LinkedIn also adds Two-Step verification

Repeated attempts of hacking online services such as Evernote, Facebook and Twitter has forced LinkedIn to introduce two-step verification feature for its service. Two-step verification is increasingly getting popular these days due to rise in number of attacks on social media sites and other high-profile services. As such many services are adding it as an optional security feature. The feature allows users to add a second level of defense to their account.

LinkedIn

What is two-step verification

Two-step verification as most of you might now know requires a user to use more than one form of verification to access his account. The verification requires a numeric code in addition to an account password. This, to an extent helps in averting malicious attempts to access your account.

“Most internet accounts that become compromised are illegitimately accessed from a new or unknown computer (or device). Two-step verification helps address this problem by requiring you to type a numeric code when logging in from an unrecognized device for the first time. This code will be sent to your phone via SMS. When enabled, two-step verification makes it more difficult for unauthorized users to access your account, requiring them to have both your password and access to your mobile phone”, the LinkedIn blog reports.
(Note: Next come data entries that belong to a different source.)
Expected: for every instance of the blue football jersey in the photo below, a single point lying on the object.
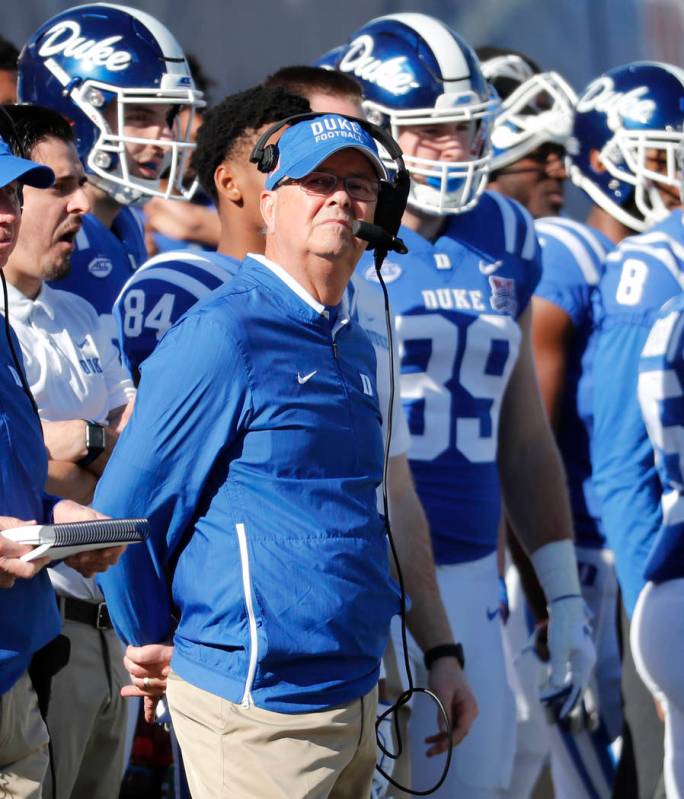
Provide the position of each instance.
(572, 264)
(456, 309)
(103, 260)
(661, 396)
(159, 293)
(640, 275)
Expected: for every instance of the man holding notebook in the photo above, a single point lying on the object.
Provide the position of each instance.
(29, 620)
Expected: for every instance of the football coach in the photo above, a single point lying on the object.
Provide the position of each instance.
(255, 450)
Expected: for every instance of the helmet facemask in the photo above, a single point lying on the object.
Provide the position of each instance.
(107, 161)
(539, 111)
(626, 156)
(444, 187)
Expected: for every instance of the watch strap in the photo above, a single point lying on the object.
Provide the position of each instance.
(95, 443)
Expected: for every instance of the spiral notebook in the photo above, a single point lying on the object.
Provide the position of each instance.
(57, 541)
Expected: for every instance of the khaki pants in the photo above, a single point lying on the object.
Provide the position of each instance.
(23, 743)
(231, 751)
(87, 716)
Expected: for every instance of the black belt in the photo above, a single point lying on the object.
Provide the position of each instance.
(94, 614)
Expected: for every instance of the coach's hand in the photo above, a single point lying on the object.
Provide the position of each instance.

How to enable LinkedIn two-step verification

  1. The feature can enabled through users’ security settings page. Just hover the mouse pointer to the icon in the top-right corner of the site and select “Privacy & Settings,”
  2. Then, choose ‘Accounts’ tab from the left-hand side and click ‘Manage security settings’ link.
  3. Under ‘Security Settings’ section look for ‘Two-step verification for sign-in’ option. When found, Turn the feature on and click on the ‘Done’ button.

That’s it!

Last words

The reason two-step verification is fast gaining acceptance: most accounts become compromised from new or unknown computers or devices. Although, LinkedIn hasn’t suffered much as other social networks, like Twitter, when it comes to compromised accounts, it’s good to see the company taking early precautionary measures to prevent the same.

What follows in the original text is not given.